Теперь, когда мы разобрались с фейнмановским подходом к квантовой физике, наступило время рассмотреть еще один ключевой квантовый принцип, который нам понадобится позже, а именно: наблюдение за системой должно изменять ее ход. Разве нельзя (как мы это делаем, увидев каплю горчицы на подбородке у начальницы) просто наблюдать, но не вмешиваться? Нельзя! Согласно квантовой физике, вы не можете «просто» наблюдать что-либо. То есть квантовая физика считает, что, наблюдая, вы должны взаимодействовать с наблюдаемым объектом. Например, чтобы рассмотреть объект в обычном смысле, мы направляем на него свет. Если свет упадет на тыкву, он, конечно же, окажет на нее слабое влияние. Но попадание даже тусклого света на крошечную квантовую частицу – то есть попадание в нее фотонов – имеет значительный эффект, и эксперименты показывают, что это влияет на результаты опыта именно так, как описывает квантовая физика.

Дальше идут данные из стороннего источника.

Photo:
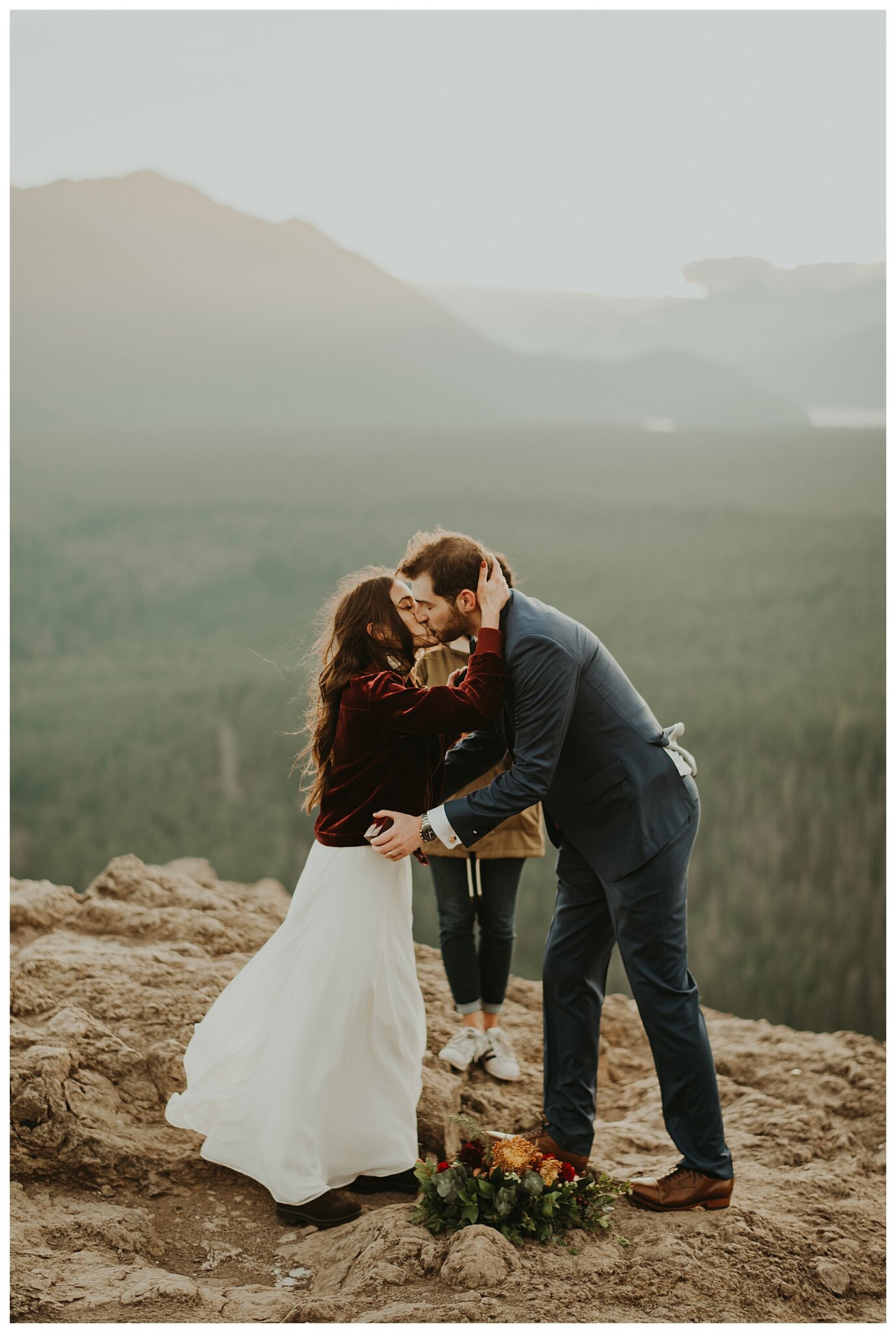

Предположим, что, как и раньше, мы посылаем поток частиц через двухщелевую преграду и собираем данные о первом миллионе частиц, прошедших сквозь щели. Когда мы графически изобразим множество частиц, попавших в разные точки экрана, то получим интерференционный узор (см. ил., с. 73), а когда мы сложим фазы, соответствующие всем возможным путям от точки А– места старта частицы – до точки В– места ее регистрации на экране, – то обнаружим, что рассчитанная вероятность попадания в разные точки совпадает с этими данными.
Теперь предположим, что мы повторяем эксперимент, на этот раз направляя свет на щели так, чтобы мы знали промежуточный пункт – точку С, – через который прошла частица. (Точка С – это положение либо одной, либо другой щели.) Это называется «информация „который путь“», потому что она говорит нам о том, каким путем каждая частица перемещается из точки Ав точку В– через щель 1 или через щель 2. Поскольку мы знаем, через какую щель прошла каждая частица, то в нашей сумме траектории для этой частицы будут теперь включать только те пути, которые проходят через щель 1, или только те, что проходят через щель 2. Сумма не будет учитывать траектории, проходящие через обе щели. Поскольку Фейнман объяснил интерференционную картину тем, что траектории, проходящие через одну щель, накладываются на траектории, проходящие через другую, то если вы включите свет, чтобы определить, через какую щель проходят частицы, тем самым лишая их другой возможности, вы получите исчезновение интерференционной картины. И действительно, когда проводился эксперимент, включение света изменяло результаты: вместо интерференционного узора, представленного на с. 73, возникала картина, приведенная на с. 72! Более того, мы можем изменять условия эксперимента, используя свет настолько слабый, что не все частицы взаимодействуют с ним. В этом случае мы можем получить информацию «который путь» только для некоторой группы частиц. Если мы затем разделим данные по частицам в соответствии с тем, получена или нет для них информация «который путь», то обнаружим, что данные, относящиеся к группе, для которой нет такой информации, создадут интерференционный узор, а данные, относящиеся к частицам другой группы – для которых есть информация «который путь», – интерференционной картины не дадут.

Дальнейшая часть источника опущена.